– Ничего, – ответил Лопатин. – Вспомнил, что сидел, как невежа, отвернувшись от вас, извините.
– Это я виновата, – сказала Зинаида Антоновна.
– Ничего вы не виноваты, – сказала Ника. – Наоборот, я благодарна вам, что вы заставили Василия Николаевича говорить о войне. А я не могла. Собиралась спрашивать его, а вместо этого рассказывала сама. И как всегда, о себе.
Говоря это, она продолжала смотреть на Лопатина все такими же странными, издалека вернувшимися глазами.
– Бойтесь этой молодой женщины, Василий Николаевич, – сказала Зинаида Антоновна. – Она сейчас так хорошо смотрит на вас, что мне стало за вас страшно.
– За что вы меня так? Почему меня надо бояться? – спросила Ника.

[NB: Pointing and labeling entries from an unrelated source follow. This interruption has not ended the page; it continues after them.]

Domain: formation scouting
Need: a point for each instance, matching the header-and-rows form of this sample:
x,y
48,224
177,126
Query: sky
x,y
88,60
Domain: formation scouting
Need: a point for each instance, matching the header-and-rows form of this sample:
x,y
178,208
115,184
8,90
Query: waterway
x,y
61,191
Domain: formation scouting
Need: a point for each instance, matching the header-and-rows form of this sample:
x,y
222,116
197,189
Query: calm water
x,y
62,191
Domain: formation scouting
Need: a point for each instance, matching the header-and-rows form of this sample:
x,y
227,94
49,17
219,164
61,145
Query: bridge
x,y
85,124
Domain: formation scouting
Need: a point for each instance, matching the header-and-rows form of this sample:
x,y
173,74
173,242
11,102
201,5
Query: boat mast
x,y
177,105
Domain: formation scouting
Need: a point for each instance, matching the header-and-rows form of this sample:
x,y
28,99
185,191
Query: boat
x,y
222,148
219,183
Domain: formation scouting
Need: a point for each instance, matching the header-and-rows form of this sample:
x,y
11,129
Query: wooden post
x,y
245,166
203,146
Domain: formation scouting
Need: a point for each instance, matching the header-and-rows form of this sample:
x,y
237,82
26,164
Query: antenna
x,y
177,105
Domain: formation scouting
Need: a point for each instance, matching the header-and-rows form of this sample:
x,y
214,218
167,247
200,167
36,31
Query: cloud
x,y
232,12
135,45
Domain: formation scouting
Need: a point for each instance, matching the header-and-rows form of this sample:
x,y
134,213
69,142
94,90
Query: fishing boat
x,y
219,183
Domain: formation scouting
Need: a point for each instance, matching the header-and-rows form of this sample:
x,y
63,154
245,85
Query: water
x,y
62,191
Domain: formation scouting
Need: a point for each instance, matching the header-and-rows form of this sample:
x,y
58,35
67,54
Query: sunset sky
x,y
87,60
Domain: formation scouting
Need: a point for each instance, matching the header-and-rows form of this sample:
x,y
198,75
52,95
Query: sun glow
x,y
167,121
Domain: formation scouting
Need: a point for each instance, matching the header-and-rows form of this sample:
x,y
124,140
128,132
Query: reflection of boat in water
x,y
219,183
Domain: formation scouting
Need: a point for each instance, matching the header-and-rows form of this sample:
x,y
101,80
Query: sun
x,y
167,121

– Потому что вы смелая. Вам не жаль себя, но не жаль и других, – сказала Зинаида Антоновна так же, как до этого сказала Лопатину про доброе сердце и злой ум. Сказала так, словно опять поставила свою подпись под приговором.
Лопатин поднялся.
– Может быть, вас проводить? – спросил он у Ники, сообразив, что, кроме него, она единственная, кому или сейчас, или немножко позже нужно уходить из этого дома.
– Спасибо, я заночую здесь.
– Она будет ночевать у меня, – сказала Зинаида Антоновна. – Я боюсь за нее, когда она поздно уходит. Ей очень далеко ехать, а потом очень далеко идти.
Лопатин стал прощаться.
– Благослови вас бог, если он есть, – сказала Зинаида Антоновна, когда он наклонился, чтобы поцеловать ей руку.
– Вдруг мы и правда здесь уже не увидимся, – вздохнув, сказала молчавшая почти весь вечер Ксения. – Можно, я тебя поцелую?
Она потянулась и поцеловала Лопатина в лоб, прошептав при этом: «Все было так хорошо».
– А мы с вами, наверно, еще встретимся, – как-то непонятно, мимоходом сказала Ника, пожимая Лопатину руку.
– Я пойду провожу вас через проходные дворы, это гораздо ближе, – уже в передней предложил муж Ксении и полез в рукава шубы.
– Не стоит, – сказал Лопатин. – Я обойду, тут все равно недалеко…
Но муж Ксении уже влез во второй рукав шубы, и останавливать его было неудобно.
Они вышли вместе. Ночь была тихая и морозная. Под ногами хрустел снег. Муж Ксении молча шел через проходные дворы, шагая чуть впереди Лопатина, показывая ему дорогу.
Кто его знает, о чем думает сейчас этот молчаливый человек.
Неизвестно, какой он сам. Известно только одно: Ксения при нем стала лучше, чем была до него. Промолчала сегодня почти весь вечер, не мешала другим говорить о чем-то другом, кроме нее.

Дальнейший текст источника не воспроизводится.